Which statement describes the basis for including the patient in the problem-solving process of determining appropriate care that is unique for psychiatric nursing?
Involving a patient diagnosed with a psychiatric disorder in the planning of care will help give the patient back a sense of responsibility that often is lacking.
Patients diagnosed with psychiatric illnesses are more compliant if they play a part in the planning of their own care.
It is a nursing responsibility to include the psychiatric patient in the planning of care.

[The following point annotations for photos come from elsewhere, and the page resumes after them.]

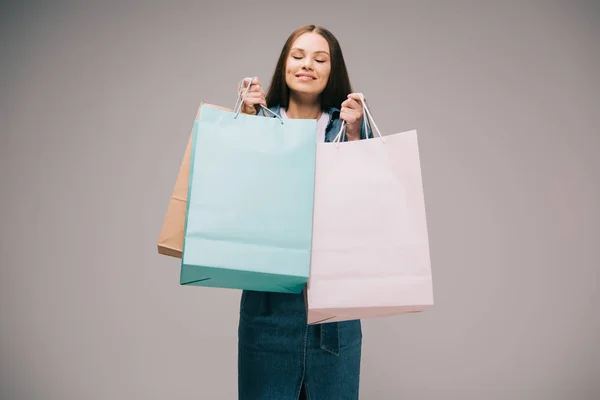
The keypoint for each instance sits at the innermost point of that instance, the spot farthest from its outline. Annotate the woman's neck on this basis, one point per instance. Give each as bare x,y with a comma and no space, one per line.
302,109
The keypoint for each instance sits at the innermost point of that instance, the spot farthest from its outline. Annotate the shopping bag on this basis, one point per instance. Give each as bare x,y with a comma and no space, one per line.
250,203
170,239
370,247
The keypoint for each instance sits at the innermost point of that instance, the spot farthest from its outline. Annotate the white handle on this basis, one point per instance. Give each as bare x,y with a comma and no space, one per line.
240,101
367,119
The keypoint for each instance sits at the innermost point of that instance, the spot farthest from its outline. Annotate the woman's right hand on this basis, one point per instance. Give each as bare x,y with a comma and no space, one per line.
254,97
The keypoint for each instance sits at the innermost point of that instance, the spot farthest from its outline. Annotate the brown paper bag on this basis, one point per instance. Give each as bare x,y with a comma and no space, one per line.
170,240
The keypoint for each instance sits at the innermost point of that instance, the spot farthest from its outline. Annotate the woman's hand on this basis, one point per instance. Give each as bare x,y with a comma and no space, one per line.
352,113
254,97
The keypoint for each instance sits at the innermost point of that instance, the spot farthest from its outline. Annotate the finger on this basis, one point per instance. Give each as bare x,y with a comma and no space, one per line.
255,96
255,88
255,81
356,97
353,104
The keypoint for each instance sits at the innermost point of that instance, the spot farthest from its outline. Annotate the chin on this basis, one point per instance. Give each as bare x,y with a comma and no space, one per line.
306,89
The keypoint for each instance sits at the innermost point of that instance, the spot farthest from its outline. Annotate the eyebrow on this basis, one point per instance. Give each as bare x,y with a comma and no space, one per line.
319,51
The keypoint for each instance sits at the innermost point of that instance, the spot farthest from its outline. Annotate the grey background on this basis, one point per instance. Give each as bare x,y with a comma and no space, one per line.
97,102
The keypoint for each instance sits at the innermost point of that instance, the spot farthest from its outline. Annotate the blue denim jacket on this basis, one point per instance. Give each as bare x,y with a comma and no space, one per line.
333,126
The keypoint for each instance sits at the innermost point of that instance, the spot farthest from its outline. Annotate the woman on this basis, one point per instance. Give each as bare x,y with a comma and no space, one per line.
280,356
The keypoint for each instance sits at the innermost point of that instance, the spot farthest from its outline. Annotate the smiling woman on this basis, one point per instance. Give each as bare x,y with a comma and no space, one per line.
280,356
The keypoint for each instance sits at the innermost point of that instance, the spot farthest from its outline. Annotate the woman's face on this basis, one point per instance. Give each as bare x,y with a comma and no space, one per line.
308,65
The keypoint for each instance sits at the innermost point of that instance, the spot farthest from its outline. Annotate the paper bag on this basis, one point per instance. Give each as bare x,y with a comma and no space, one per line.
370,248
170,240
249,220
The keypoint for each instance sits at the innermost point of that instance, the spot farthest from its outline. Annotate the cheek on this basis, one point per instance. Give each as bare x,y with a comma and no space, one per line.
324,72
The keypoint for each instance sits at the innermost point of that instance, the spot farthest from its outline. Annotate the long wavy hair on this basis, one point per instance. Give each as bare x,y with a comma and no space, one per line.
338,85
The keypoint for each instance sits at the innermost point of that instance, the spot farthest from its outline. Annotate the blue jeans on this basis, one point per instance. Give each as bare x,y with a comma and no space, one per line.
279,354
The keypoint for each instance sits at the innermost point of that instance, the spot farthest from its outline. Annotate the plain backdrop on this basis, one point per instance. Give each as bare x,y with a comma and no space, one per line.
96,105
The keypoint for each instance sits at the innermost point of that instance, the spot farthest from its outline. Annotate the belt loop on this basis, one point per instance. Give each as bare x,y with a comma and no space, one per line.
330,337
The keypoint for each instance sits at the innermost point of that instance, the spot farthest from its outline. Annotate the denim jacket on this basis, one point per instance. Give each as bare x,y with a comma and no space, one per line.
333,126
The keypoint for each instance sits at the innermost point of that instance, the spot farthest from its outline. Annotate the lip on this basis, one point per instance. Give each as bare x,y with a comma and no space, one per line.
302,75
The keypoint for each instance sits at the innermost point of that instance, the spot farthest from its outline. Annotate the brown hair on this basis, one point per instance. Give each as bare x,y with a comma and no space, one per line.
338,85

Patients diagnosed with psychiatric problems are often incapable of expressing effective problem-solving skills because of their cognitive impairment.
The Correct Answer is A
Choice A rationale
In psychiatric nursing, engaging the patient in care planning recognizes their fundamental autonomy and promotes self-efficacy. Mental illnesses can erode a patient's perceived control and responsibility. Collaborative planning re-establishes a therapeutic alliance, fostering empowerment, improving motivation for treatment adherence, and aligning interventions with the patient's individual values and goals for recovery, thus facilitating a return to functional responsibility.
Choice B rationale
While patient involvement may positively influence compliance, framing it solely as a means to increase adherence is reductionistic and overlooks the core ethical principle of patient autonomy. The primary basis for inclusion is the patient's right to participate in decisions affecting their health, promoting therapeutic partnership, and ensuring the care plan is holistically congruent with their lived experience and expressed needs.
Choice C rationale
It is indeed a nursing responsibility to include the patient, as mandated by ethical codes and professional standards emphasizing patient-centered care and collaboration. However, the basis or rationale for this inclusion is deeper than just the mandate; it lies in the therapeutic benefits of restoring agency and responsibility for the patient, which is unique to psychiatric care contexts.
Choice D rationale
This statement is an inaccurate generalization and perpetuates a stigma against individuals with psychiatric disorders. While some patients may experience temporary or specific cognitive impairments, many maintain significant capacity for problem-solving. Excluding them based on a presumption of incapacity undermines their dignity and right to self-determination in treatment planning.
Nursing Test Bank
Naxlex Comprehensive Predictor Exams
Related Questions
Correct Answer is D
Explanation
Choice A rationale
Covert data refers to hidden or non-observable information, often related to internal thoughts, feelings, or unconscious processes. While the MSE may infer aspects of covert data (e.g., through speech patterns), the data collected is primarily based on direct observation and the patient's immediate behavioral and cognitive presentation, making it objective.
Choice B rationale
Subjective data is information provided by the client, such as their feelings, perceptions, or history. While the MSE relies on client reports (e.g., mood, thought content), the final collected data is the examiner's objective description of the client's appearance, motor behavior, speech, and responses observed during the examination.
Choice C rationale
Physical data typically refers to physiological measurements (e.g., blood pressure, heart rate, lab results) or somatic findings. Although general appearance is noted in the MSE, its primary focus is on mental and behavioral status, making "physical" too broad or potentially misleading for the core data collected.
Choice D rationale
The Mental Status Examination (MSE) is a systematic, structured observation and assessment designed to collect objective data about a client's current mental state. This includes observable behaviors like appearance, motor activity, speech, and the examiner's objective description of the client's affect, thought process, and cognitive function.
Correct Answer is ["A","C","E"]
Explanation
Choice A rationale
The use of silence in communication is significantly influenced by cultural norms. In some cultures, prolonged silence may signify respect, thoughtfulness, or contemplation, whereas in others, it may be interpreted as disagreement, withdrawal, anger, or anxiety. Nurses must be sensitive to these diverse cultural interpretations to avoid misjudging a patient's emotional or mental state during therapeutic interaction.
Choice B rationale
Personal appearance, encompassing clothing, adornments, and grooming, is undeniably influenced by culture but is primarily related to social expression and identity, not a direct nonverbal communication behavior within a clinical interaction. While it may indicate socioeconomic status or cultural affiliation, it's not a behavior that differs in the communication process in the same manner as the other choices.
Choice C rationale
The perception of touch and its acceptability is highly variable across cultures, representing a crucial nonverbal difference. A touch that may be interpreted as caring and supportive in one culture could be considered intrusive, disrespectful, or a violation of personal space in another, necessitating careful cultural assessment before using touch as an intervention.
Choice D rationale
Communication style is a broad concept encompassing various verbal and nonverbal elements. While culture profoundly affects style, this choice is less specific than the others. The actual behaviors that vary are the individual components, like eye contact, use of space, and silence, which are more precise examples of nonverbal behaviors that differ based on cultural background.
Choice E rationale
Use of eye contact is one of the most significant nonverbal behaviors that differs across cultural backgrounds. In some cultures, direct eye contact conveys interest, honesty, and confidence, while in others, particularly those emphasizing respect for elders or authority, sustained eye contact may be seen as challenging, disrespectful, or aggressive, requiring nurses to adapt their approach.